4 Ways to Improve Retention with a Better Employee Relocation Policy
Published on November 24, 2010
When employees sell their home, pack up their belongings, and move their family across the state, across the country, or even across the world in the case of an international relocation, you think that shows a level of commitment. You may think those employees are in it for the long haul. But that's just not true. Employee retention percentages often drop after a relocation, especially if the relocation process is not as stress free as possible.
There are ways you can protect your investment in your relocating employees when you take the risk of a generous employee relocation policy. Your employee relocation policy may include “loss-on-sale” provisions when an employee sells a home, down payment assistance to purchase a new home, and all the usual costs associated with relocation. Here are some ways to improve employee retention:
Setting “repayment policies” as part of your employee relocation policy, which mandates your employees to pay back all or part of the relocation costs if they leave the company within a specified time frame, can improve employee retention.

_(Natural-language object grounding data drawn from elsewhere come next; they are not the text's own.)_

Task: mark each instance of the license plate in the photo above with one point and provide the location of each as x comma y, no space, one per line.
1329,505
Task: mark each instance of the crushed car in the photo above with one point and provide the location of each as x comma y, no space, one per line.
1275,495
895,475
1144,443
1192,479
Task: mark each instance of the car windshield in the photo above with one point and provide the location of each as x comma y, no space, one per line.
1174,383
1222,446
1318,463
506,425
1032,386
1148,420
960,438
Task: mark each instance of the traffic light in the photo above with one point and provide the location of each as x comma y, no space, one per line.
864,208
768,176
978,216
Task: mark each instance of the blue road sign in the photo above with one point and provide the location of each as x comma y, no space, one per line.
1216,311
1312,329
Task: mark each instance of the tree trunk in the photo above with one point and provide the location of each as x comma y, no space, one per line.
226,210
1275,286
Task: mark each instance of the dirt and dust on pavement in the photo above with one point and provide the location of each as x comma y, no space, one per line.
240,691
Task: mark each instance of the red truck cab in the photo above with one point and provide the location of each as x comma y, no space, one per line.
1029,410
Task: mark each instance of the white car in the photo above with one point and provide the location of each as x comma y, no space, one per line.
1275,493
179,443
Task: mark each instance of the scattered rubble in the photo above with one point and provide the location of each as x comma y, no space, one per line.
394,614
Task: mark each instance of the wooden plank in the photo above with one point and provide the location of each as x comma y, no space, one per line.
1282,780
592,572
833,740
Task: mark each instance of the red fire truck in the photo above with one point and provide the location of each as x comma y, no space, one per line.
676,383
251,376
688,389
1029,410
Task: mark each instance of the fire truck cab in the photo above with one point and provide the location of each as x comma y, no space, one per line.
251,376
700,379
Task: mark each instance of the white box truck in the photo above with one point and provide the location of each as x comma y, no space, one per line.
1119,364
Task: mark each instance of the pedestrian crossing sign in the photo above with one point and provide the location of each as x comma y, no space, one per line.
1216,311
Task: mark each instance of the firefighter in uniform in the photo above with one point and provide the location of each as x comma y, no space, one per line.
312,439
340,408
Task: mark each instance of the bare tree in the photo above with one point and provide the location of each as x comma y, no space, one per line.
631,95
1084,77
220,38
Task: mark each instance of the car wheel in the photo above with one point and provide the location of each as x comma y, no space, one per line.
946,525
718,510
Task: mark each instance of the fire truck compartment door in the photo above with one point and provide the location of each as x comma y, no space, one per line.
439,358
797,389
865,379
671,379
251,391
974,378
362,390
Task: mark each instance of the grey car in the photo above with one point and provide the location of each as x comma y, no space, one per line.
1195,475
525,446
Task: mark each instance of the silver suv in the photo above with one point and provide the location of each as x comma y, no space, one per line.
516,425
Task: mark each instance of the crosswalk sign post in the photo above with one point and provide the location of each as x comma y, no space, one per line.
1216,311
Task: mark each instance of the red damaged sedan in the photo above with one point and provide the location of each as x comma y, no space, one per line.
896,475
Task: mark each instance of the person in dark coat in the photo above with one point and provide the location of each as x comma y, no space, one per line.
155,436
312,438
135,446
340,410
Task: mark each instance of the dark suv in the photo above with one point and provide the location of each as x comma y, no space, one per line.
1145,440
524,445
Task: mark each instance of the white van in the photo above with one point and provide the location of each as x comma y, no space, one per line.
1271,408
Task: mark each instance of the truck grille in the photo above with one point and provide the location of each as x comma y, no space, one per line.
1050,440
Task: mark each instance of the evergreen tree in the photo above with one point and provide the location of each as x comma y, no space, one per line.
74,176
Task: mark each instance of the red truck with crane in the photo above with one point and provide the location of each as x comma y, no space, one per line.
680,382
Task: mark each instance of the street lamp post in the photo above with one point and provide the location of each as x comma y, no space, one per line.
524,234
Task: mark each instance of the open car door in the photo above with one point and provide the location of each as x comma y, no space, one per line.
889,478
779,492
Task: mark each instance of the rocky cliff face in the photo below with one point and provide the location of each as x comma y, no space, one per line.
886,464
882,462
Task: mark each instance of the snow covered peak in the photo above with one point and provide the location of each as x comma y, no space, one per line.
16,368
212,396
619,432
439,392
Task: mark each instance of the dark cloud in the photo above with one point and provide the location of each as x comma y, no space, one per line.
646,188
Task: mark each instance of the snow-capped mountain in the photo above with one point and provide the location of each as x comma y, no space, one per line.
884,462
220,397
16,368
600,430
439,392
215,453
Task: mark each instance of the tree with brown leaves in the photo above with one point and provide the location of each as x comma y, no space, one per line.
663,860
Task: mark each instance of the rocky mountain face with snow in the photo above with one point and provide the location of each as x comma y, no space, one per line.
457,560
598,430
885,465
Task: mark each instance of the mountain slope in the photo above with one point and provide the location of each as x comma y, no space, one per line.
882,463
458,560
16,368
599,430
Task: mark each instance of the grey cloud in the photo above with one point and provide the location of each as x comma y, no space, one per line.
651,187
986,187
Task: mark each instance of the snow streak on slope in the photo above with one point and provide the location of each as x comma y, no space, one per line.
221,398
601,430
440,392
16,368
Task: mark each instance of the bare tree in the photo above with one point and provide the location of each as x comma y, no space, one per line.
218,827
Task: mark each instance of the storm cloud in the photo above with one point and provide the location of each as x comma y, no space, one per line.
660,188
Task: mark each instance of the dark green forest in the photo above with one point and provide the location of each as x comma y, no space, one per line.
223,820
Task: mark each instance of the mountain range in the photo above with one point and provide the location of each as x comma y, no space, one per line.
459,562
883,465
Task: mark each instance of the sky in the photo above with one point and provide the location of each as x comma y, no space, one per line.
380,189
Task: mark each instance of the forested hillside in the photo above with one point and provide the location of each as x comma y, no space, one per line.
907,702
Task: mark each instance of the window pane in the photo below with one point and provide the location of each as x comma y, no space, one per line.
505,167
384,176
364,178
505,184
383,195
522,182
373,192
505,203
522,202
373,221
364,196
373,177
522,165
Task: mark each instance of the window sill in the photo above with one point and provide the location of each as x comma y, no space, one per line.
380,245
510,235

Careful employee screening prior to relocation can gauge your employee's commitment to success in the new location.
Trips to the destination city for the employee and family members can help determine if the employee will be a good fit in the new location.
A low stress employee relocation policy is yet another way to show your commitment to your employees. If you do everything you can to make sure the relocation process stays relatively stress free -- including hiring a relocation management company to help you with the relocation process -- you're indicating to your employees that they can expect the same level of consideration moving forward with your company.